1. The section "Postmodernity and the rumor" was fascinating. Coombe states that,
"When the recording of corporate signifiers is articulated in the form of rumor, it may be impossible for a manufacturer to stop alien others from speaking its language with their own voices or colonizing its systems of exchange value with their own experiences and life worlds" (p. 145).
My concern is can we assume that by creating zones of ambiguity indigenes can actively resist postcolonial identity politics. Is it at all possible to question and resist the global power nexus?
2. Coombe's intervention in cultural studies and legal scholarship offers an interesting alternative to critical legal studies that tends to counter two dominant models of legal thought. On one side, it questions the law and economics that is the market concept (the invisible hand) to invoke conservative normative requirements, addressing mainly private law and on the other, it critiques rights and principles, the concept of a moral majority to invoke liberal imperatives that addresses mainly public law. Coombe states quite
clearly, that the flow of capital and imperial biopower cannot only be traced in legal code; codification remains open to interpretation, judicial and otherwise. She therefore calls for an ethics of contingency in IP (p. 299). My question is who again determines what is ethical? Is it again not the dominant western world
that determines what is ethical and thereby serves the interest of the dominant West?

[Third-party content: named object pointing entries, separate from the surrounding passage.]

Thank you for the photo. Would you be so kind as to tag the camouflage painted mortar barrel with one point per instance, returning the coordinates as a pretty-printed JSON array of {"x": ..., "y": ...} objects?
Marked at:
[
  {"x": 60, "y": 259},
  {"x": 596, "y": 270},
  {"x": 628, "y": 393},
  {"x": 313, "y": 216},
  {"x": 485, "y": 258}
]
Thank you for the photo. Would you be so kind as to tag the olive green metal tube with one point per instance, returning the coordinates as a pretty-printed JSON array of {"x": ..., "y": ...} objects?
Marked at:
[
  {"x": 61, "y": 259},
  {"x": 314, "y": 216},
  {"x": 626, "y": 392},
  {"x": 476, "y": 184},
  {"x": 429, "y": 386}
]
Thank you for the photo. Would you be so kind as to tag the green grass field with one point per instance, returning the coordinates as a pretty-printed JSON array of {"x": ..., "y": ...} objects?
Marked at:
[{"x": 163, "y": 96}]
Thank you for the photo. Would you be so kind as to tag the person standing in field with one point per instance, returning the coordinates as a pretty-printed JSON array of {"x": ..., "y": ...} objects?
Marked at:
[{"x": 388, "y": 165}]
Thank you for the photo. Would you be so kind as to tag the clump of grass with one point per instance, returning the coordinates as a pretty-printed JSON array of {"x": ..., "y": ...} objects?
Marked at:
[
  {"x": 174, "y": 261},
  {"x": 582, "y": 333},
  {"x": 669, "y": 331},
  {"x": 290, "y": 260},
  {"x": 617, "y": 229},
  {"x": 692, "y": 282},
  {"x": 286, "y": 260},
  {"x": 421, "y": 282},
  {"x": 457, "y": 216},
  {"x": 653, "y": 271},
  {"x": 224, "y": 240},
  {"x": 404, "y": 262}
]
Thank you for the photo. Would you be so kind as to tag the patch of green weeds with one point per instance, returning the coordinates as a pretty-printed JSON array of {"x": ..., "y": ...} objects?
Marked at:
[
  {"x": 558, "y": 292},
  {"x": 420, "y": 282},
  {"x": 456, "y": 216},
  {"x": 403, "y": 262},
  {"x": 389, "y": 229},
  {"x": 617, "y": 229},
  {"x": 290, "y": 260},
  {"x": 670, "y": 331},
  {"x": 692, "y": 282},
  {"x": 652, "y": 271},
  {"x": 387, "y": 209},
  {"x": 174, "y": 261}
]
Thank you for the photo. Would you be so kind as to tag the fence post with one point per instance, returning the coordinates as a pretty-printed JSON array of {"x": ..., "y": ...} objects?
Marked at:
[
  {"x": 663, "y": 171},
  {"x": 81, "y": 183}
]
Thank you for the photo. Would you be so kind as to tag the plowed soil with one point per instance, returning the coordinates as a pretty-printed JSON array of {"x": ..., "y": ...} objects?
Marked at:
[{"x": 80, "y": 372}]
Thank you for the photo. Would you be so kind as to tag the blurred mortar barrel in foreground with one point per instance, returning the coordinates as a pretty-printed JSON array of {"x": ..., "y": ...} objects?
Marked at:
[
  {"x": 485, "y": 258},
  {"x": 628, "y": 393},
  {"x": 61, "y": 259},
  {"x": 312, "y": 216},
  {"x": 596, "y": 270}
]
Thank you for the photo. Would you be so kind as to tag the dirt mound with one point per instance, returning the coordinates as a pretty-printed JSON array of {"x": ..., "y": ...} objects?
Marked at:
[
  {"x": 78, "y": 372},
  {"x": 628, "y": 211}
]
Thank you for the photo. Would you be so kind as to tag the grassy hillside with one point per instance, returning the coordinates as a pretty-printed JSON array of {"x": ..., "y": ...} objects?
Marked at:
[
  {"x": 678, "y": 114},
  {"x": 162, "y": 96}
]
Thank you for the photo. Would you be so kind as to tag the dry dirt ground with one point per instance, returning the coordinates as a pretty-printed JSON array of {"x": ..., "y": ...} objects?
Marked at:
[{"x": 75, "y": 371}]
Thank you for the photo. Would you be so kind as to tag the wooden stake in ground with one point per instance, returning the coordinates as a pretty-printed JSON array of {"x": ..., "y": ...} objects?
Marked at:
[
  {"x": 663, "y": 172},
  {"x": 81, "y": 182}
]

3. Coombe in her discussion of Redskins pointed out,
"Whether these commodity/signs are commodifications of their heritage or stereotypical signs of their many peoples find "their own" representations legally owned by others" (p. 185).
Coombe's articulation reminds me of Said's Orientalism (Said, 1978). Is it even feasible to "interrogate the cultural mimicry of alterity" (p. 207) within a neo capitalistic world?